The church, which probably dates from the 13th century, is a small rubble building with a west bellcote. In the chancel two small windows are 13th century and Orbach states that two triangular-headed windows have Anglo-Saxon monolith surrounds. The two-light east window is 14th century and in that century the chancel roof was replaced and the nave rebuilt; these roofs are still in place.

The font is either 12th century (Orbach) or 13th (Historic England) on a 19th-century base. The single bell was cast in 1671 although there had been two in 1553. A north addition, with a barrel-vaulted ceiling of the late 17th century or early 18th, was until 1858 reserved for the owners of Blackland House.

A north vestry was added to the chancel in 1842 and in 1858–9 the church was "over-restored" (according to Orbach) by Henry Weaver.
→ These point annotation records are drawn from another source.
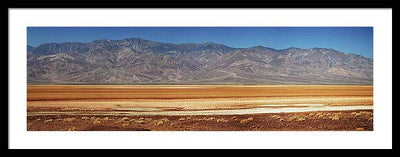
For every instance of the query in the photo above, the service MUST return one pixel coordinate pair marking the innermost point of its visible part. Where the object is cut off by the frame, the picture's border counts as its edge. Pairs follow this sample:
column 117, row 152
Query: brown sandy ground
column 358, row 120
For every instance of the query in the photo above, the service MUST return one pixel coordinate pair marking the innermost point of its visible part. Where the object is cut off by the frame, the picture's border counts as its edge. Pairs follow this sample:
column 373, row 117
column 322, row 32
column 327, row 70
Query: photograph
column 200, row 79
column 205, row 78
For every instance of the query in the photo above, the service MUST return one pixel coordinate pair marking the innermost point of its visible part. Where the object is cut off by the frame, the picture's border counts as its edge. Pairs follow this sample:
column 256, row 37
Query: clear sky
column 358, row 40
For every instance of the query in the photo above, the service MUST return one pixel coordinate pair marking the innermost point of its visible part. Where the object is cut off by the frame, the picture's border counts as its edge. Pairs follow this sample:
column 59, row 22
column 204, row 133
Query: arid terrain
column 199, row 107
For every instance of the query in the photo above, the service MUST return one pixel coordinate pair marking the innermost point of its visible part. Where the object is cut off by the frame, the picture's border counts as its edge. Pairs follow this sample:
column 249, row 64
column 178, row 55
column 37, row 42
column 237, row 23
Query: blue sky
column 358, row 40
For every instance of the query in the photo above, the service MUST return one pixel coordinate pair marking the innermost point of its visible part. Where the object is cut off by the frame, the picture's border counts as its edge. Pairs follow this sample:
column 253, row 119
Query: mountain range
column 140, row 61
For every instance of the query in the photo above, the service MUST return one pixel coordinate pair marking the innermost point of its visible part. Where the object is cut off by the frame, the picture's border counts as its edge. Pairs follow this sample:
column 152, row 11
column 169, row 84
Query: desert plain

The work included buttressing the addition, remodelling it as an aisle and moving the porch to that side, as well as changes to the nave windows and re-fronting of the west gallery. Further restoration in 1907 by C.E. Ponting saw stained glass by Kempe & Co. installed in the east window, and a new screen, stalls, pulpit and reredos.

The church was originally dedicated to St Nicholas but by 1851 it was called St Peter's. The building was designated as Grade II* listed in 1960.

The church was probably built by the lord of the manor as a chapel dependent on St Mary, Calne, but had its own rector by 1361 and the incumbent received tithes from the manor; it later became independent of Calne and was a peculiar of the Dean of Salisbury until most aspects of that jurisdiction were abolished in 1846. The benefice was united with that of Calstone Wellington in 1881; the rector or their curate had already lived there since 1843. In 1962 the union was undone: the north and west parts of Blackland were united with Calne to form the parish of Calne with Blackland, and the rest was united with Heddington. Today the parish is part of the Marden Vale benefice, alongside St Mary and Holy Trinity at Calne, and the churches of Bremhill, Derry Hill and Foxham.
The actor David Hemmings is buried at St. Peter's.